Bioregioning — The Practice of Life Coming Home to Place.
A poetic exploration on the term "Bioregioning". Published in Meander Magazine.
A poem by Tijn Tjoelker. Published in Meander Magazine Volume 1: Returning to Place.
Bioregioning
We have maps to everywhere
Except to our true home.
The bioregion is where
Bio and region
Life and place
Come home to each other
Like a river meeting the sea.
A bioregion is a container of life
Not imprisoned by political lines
Drawn in distant rooms
By hands that never touched the soil,
By ears that never listened to the wind,
By tongues that never tasted the watershed.
A bioregion is a country of nature
Shaped by life herself:
Through porous layers of geology, hydrology, ecology and culture.

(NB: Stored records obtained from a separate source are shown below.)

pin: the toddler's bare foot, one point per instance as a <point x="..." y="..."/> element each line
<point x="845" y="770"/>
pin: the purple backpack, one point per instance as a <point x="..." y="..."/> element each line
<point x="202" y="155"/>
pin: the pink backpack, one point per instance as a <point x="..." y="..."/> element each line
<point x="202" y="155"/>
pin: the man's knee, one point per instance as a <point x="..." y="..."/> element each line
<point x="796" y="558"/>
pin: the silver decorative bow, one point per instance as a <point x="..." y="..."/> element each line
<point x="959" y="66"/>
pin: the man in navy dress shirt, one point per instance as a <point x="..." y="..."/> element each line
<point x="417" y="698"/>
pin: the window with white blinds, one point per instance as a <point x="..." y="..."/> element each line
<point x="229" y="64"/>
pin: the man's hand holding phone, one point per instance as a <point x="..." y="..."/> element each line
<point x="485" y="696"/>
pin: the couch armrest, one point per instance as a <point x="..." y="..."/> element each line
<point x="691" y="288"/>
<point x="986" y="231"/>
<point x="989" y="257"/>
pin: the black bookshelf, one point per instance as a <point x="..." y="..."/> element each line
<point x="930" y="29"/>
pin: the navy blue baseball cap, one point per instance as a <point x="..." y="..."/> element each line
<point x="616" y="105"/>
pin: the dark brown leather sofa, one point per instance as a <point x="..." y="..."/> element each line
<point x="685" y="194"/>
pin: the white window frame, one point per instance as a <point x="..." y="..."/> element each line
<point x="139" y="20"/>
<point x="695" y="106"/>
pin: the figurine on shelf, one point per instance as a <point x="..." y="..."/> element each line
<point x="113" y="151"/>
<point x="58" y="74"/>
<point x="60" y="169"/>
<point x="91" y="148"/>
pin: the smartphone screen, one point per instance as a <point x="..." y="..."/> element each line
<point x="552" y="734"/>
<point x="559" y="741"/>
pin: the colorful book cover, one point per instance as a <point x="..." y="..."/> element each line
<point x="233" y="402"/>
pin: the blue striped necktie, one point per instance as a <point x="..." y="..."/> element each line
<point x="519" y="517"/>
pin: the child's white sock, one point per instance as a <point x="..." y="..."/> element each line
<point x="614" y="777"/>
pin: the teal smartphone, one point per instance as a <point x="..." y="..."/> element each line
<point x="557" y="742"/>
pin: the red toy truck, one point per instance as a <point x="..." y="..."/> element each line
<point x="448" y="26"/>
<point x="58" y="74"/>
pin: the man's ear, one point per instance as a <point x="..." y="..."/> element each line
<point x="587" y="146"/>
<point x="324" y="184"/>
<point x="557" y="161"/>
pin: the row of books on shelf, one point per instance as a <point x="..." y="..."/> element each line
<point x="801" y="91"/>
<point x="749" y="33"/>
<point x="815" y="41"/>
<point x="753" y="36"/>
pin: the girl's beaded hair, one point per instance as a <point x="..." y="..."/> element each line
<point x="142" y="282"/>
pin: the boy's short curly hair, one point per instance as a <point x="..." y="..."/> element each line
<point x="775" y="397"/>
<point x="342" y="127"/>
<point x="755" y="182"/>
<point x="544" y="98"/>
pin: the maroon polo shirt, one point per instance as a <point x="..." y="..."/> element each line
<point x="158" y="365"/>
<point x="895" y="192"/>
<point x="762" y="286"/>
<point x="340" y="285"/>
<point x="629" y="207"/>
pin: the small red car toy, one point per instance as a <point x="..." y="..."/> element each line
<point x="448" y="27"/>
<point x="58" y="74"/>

A living fabric of rocks, water, roots, and language.
Life does not travel
In straight lines or linear paths;
It spirals, meanders, branches,
Decays and returns.
In an infinite dance.
A bioregion is a living cell
In the body of the Earth—
Its boundaries are not walls of separation,
But permeable membranes that breathe.
A bioregion is bound by threads of belonging,
Connected through a story of place,
Etched in the bedrock of deep time.
In the ocean of separation,
A bioregion is an island of coherence
Dissolving the story that separates
Me from you,
Us from them,
Here from there.
We have forgotten
How to inhabit fully—
This geographical body,
This terrain of consciousness,
This cradle that has always held us.
Bioregioning is a warm remembrance
Of weaving ourselves back into the fabric of the universe.

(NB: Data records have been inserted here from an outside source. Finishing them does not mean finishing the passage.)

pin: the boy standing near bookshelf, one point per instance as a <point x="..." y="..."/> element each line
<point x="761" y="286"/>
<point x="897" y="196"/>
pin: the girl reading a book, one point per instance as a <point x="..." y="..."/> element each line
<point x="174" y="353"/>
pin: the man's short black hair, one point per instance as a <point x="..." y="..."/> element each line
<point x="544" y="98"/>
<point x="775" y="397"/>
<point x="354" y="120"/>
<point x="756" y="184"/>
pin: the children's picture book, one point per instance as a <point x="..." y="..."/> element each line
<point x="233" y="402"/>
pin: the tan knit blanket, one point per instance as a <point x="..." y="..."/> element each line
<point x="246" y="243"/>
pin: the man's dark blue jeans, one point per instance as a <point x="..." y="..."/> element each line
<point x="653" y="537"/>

Of inhabiting places full of relationship,
Of coming back to life.
In the sacred marriage
Of bio and region,
Of life and place,
We rediscover that home
Was never a noun to be conquered
But a verb to be lived.
Bioregioning is not a destination,
But a way of walking—
Not a thing to build,
But a relationship to tend.
Bioregioning is the practice
Of life coming home to place.






Beautiful framing here. The shift from treating home as something we possess to something we practice changes eveyrthing. I've been thinking alot about how watershed boundaries make way more sense than administrative ones for most decision-making, but they require a completley different mental model. The line about permeable membranes instead of walls actually describes how natural systems stay resilient while allowing flow.